Tuesday, November 6, 2007

The Species Crown


I just finished reading Curtis Smith's The Species Crown a couple of days ago, and as far as glowing reviews go, let's just say that it inspired me to start this blog. Before I go on, though, a bit of background is in order: I met Curt a year or so ago when we were both doing a reading at the University of Pennsylvania's Kelly Writers' House. The program for the evening included a number of writers who'd had work published in Philadelphia Stories magazine (an excellent free publication highlighting works of writers from the Philadelphia area), and Curt's piece was a touching memoir about the birth of his first child. More recently, I saw Curt at a local writers conference, and he was talking about the value of small presses and where they fit into the big picture of the publishing scene. Intrigued, I thought I'd take a look at his own work in the small press field, so I ordered a copy of his collection of short stories, The Species Crown, from his publisher, Press 53.

And I loved it.

What Smith does especially well throughout his book is to combine pathos and comedy. Without fail, his protagonists aren't simply flawed; they are failures. Failures at jobs, failures at love, failures at life in general. And not just failures either, but grandiose failures, masters of failure, failure virtuosos. In one piece, a petty criminal can't even manage to get a fair shake on a heist that he organized. In another, a bush-league basketball player hits rock bottom when his team falls apart during a tour of Japan. And the novella that lends its name to the collection, "The Species Crown," opens with the protagonist losing his job and moving in with a severely handicapped cousin whose brain injury occurred as a direct result of the protagonist's carelessness.

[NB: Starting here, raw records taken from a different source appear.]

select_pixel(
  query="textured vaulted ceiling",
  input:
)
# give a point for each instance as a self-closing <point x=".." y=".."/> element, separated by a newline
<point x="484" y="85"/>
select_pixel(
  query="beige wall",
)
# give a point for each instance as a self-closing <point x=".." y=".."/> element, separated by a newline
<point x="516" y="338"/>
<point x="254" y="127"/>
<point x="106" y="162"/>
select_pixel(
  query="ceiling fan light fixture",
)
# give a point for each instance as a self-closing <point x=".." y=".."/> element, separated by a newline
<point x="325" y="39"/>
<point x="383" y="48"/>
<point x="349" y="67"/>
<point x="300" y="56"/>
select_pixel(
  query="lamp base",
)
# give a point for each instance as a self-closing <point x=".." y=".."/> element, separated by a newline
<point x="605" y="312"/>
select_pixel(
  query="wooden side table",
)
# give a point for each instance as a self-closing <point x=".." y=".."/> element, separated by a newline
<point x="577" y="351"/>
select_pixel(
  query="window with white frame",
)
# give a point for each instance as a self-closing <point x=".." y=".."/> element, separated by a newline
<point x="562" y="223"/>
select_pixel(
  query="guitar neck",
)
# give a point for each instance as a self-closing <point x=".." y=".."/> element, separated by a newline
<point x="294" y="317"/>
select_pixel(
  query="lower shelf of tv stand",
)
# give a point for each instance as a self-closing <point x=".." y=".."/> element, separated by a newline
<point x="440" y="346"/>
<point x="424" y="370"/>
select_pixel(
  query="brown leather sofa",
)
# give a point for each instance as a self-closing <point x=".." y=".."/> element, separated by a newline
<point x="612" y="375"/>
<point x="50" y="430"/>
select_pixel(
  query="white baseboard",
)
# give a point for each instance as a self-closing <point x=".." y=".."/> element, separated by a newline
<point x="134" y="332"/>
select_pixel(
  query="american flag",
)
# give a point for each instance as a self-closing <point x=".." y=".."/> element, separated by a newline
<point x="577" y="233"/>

By placing his protagonists at the end of their respective ropes, Smith does an important thing as far as storytelling goes: he forces them to find new ropes. And as they grasp madly and (more often than not) blindly at potential lifelines, his characters come alive. The petty criminal murders his partner. The basketball player finds a job as an actor, donning a rubber suit and playing Godzilla in Japanese monster movies. The protagonist who lost his job... Well, he has to deal with a lot of issues. But the point is that the solutions in each of these cases invariably open doors to more challenges, and Smith's characters deal with them in realistic and often heartbreakingly comedic ways. This, I think, is the beauty of Smith's work. Time and again, his fiction demonstrates that we are human, we are frail, we are flawed, and we are funny despite (or perhaps because of) it all.